Indians vaccinated with Covaxin can now travel to Oman without quarantine

Oman Wednesday 27/October/2021 15:27 PM
By: Times News Service
Indians vaccinated with Covaxin can now travel to Oman without quarantine
Representative image

Muscat: People in India and other countries who have been vaccinated against COVID-19 with the Covaxin jab can now travel to Oman without the requirement for quarantine on arrival.

The development comes after the government of the Sultanate of Oman approved Covaxin as an accepted vaccination against the coronavirus.

“All passengers from India who have received two doses of Covaxin at least 14 days before the estimated arrival date will now be able to travel to Oman without the requirement of quarantine,” said a statement from the Embassy of India in Muscat.

“All other COVID-19 related requirements/conditions, such as pre-arrival RT-PCR tests, shall be applicable for such passengers,” added the embassy.

The acceptance of Covaxin as an approved COVID jab will significantly ease travel to Oman for Indian and other nationals who have been administered the vaccine.

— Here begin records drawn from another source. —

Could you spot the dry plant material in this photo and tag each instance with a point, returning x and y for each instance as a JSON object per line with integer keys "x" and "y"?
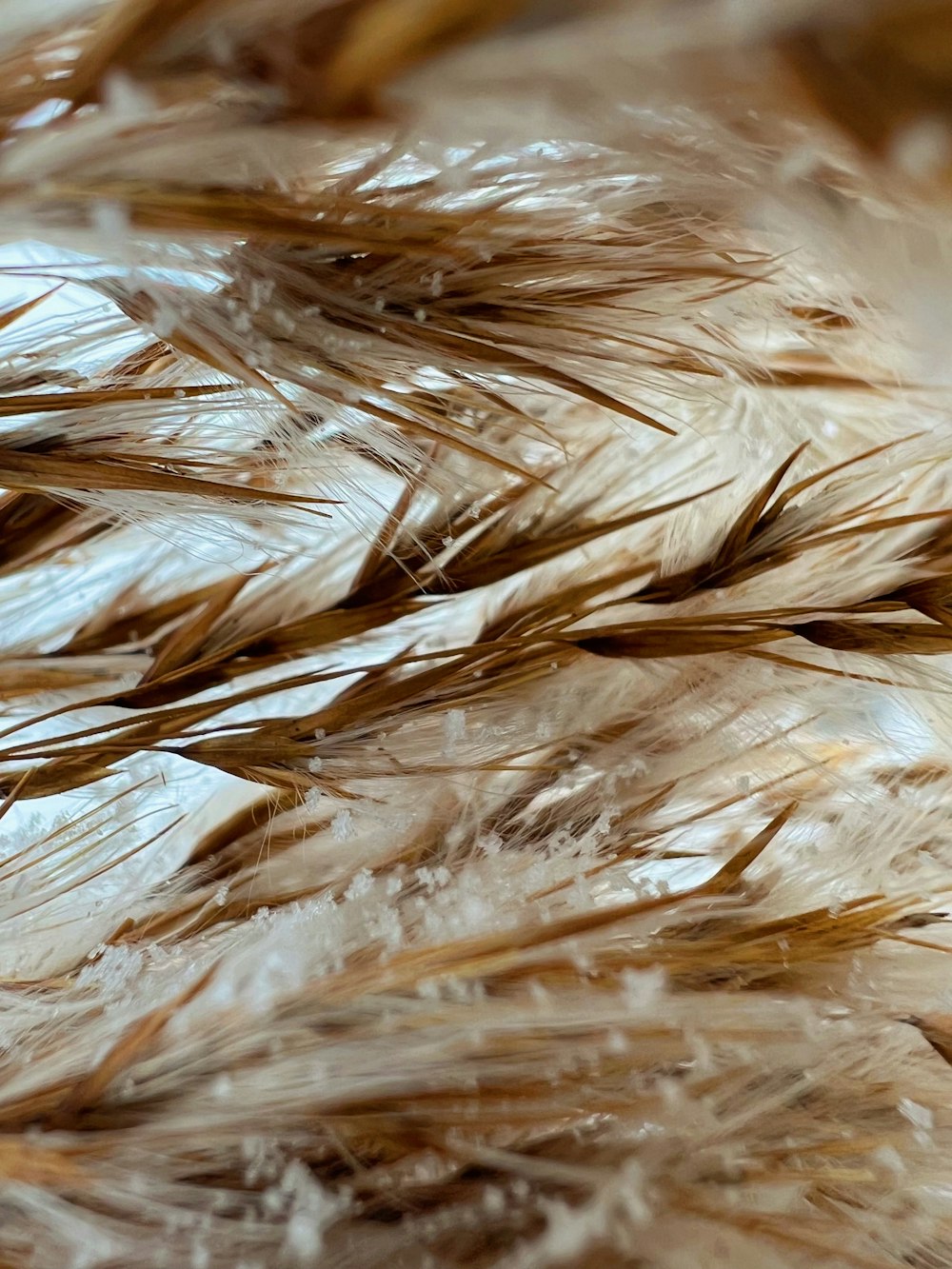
{"x": 476, "y": 560}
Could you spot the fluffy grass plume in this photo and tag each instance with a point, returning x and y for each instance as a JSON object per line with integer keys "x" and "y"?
{"x": 476, "y": 662}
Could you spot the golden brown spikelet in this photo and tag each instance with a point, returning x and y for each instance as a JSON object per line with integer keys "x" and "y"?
{"x": 475, "y": 561}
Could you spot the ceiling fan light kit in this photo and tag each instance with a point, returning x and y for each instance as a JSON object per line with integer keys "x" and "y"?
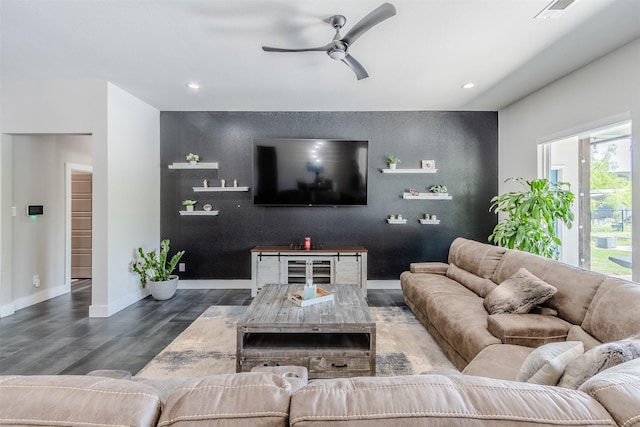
{"x": 338, "y": 48}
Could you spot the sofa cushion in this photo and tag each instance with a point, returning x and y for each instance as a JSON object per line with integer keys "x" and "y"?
{"x": 597, "y": 360}
{"x": 477, "y": 258}
{"x": 614, "y": 313}
{"x": 518, "y": 294}
{"x": 252, "y": 398}
{"x": 75, "y": 400}
{"x": 476, "y": 283}
{"x": 546, "y": 364}
{"x": 440, "y": 400}
{"x": 428, "y": 267}
{"x": 576, "y": 287}
{"x": 531, "y": 330}
{"x": 500, "y": 361}
{"x": 459, "y": 317}
{"x": 576, "y": 333}
{"x": 618, "y": 390}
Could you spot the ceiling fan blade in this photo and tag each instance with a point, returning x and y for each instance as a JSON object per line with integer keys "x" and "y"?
{"x": 376, "y": 16}
{"x": 357, "y": 68}
{"x": 324, "y": 48}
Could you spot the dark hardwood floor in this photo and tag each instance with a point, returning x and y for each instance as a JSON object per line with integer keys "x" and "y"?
{"x": 58, "y": 337}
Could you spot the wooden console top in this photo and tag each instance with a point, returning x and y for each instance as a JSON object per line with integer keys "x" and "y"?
{"x": 302, "y": 251}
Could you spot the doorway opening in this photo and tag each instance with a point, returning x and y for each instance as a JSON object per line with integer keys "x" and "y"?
{"x": 81, "y": 221}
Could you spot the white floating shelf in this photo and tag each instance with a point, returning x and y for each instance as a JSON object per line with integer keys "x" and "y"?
{"x": 429, "y": 221}
{"x": 199, "y": 165}
{"x": 396, "y": 221}
{"x": 408, "y": 170}
{"x": 205, "y": 189}
{"x": 195, "y": 213}
{"x": 427, "y": 196}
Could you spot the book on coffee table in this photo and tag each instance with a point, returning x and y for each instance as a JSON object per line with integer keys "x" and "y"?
{"x": 297, "y": 297}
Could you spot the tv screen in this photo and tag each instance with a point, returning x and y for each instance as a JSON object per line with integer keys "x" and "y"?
{"x": 310, "y": 172}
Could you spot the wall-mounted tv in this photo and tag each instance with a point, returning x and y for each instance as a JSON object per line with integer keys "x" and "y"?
{"x": 310, "y": 172}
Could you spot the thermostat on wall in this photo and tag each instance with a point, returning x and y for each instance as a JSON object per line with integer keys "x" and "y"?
{"x": 35, "y": 210}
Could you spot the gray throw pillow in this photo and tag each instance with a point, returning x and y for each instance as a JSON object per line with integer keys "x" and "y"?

Passengers who have been injected with AstraZeneca – Covishield jabs are already permitted to come to Oman without quarantine.

The Embassy of India in Muscat conveyed its gratitude to the Omani government for their cooperation in getting Covaxin approved.

This latest development means there are now nine approved COVID vaccinations in Oman: Pfizer/BioNTech, the Covishield and Oxford variants of the AstraZeneca vaccine, Moderna, Sputnik, Sinovac, Covaxin, Sinopharm, and the single-shot Janssen vaccine.

The makers of Covaxin, Bharat Biotech, claim their vaccination is an indigenous vaccine made in collaboration with the Indian Council of Medical Research (ICMR) and the National Institute of Virology (NIV).

Covaxin’s inactivated vaccine is developed and manufactured in Bharat Biotech’s BSL-3 (Bio-Safety Level 3) high containment facility. The vaccine is developed using whole-virion inactivated vero cell derived platform technology.

Inactivated vaccines do not replicate and are therefore unlikely to revert and cause pathological effects. They contain dead viruses, incapable of infecting people but still able to instruct the immune system to mount a defensive reaction against an infection.

The vaccine needs no sub-zero storage, no reconstitution requirement, and comes in ready to use liquid form in multi-dose vials, stable between two and eight degrees Celsius. A total of 25,800 subjects were enrolled and randomised in a 1:1 ratio to receive the vaccine and control in an event-driven, randomised, double-blind, placebo-controlled, multicentre phase 3 study.

The purpose of this study was to evaluate the efficacy, safety, and immunogenicity of Covaxin in volunteers aged 18 years and above. Of the 25,800 participants, over 2,400 were above 60 years of age and over 4,500 presented with comorbid conditions.

Covaxin demonstrated 77.8 per cent vaccine efficacy against symptomatic COVID-19 disease, through evaluation of 130 confirmed cases, with 24 observed in the vaccine group versus 106 in the placebo group.

The efficacy against severe symptomatic COVID-19 disease is shown to be 93.4 per cent. The efficacy data demonstrates 63.6 per cent protection against asymptomatic COVID-19.